Correcting an Oversight

The mathematically inclined will examine the previous program and note that it mishandles the value 0. Which output statement will be executed if zero is entered? Well, the test value < 0 will be False because 0 is not less than 0, so the first output statement will be skipped, and the second one will be executed displaying the message

0 is positive

on-screen. Unfortunately this is not true: 0 is neither positive nor negative. This means our program must actually deal with three possibilities:

  1. The value entered is negative.
  2. The value entered is 0.
  3. The value entered is positive.

We can accomodate this third possibility by modifying our flowchart as follows.

.

As the flowchart shows we will require a second selection statement. As before the first statement will determine if the number is negative. If it is, the appropriate print statement will be executed. If the number is not negative however, execution will pass to a second if statement that will determine if the value is zero, and then select which of two further output statements to execute. The corresponding Python code looks like this:

value = int(input( "Enter an integer (e.g. 23 or -118): " ))
if value < 0:
    print(value, "is negative")
else:
    if value == 0:
        print(value, "is neither positive nor negative")
    else:
        print(value, "is positive")

(Note the double equal signs, ==. More on this below. )

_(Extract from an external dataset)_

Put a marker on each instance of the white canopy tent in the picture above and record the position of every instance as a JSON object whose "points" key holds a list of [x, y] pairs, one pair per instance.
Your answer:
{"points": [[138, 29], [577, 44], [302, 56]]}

This is a correct Python program, but the situation of a multiway (as opposed to two-way) decision is so common that Python provides a special syntax to express it:

value = int(input( "Enter an integer (e.g, 23 or -118): " ))
if value < 0:
  print(value, "is negative")
elif value == 0:
  print(value, "is neither positive nor negative")
else:
  print(value, "is positive")

Note the use of elif which combines else and if into a single command.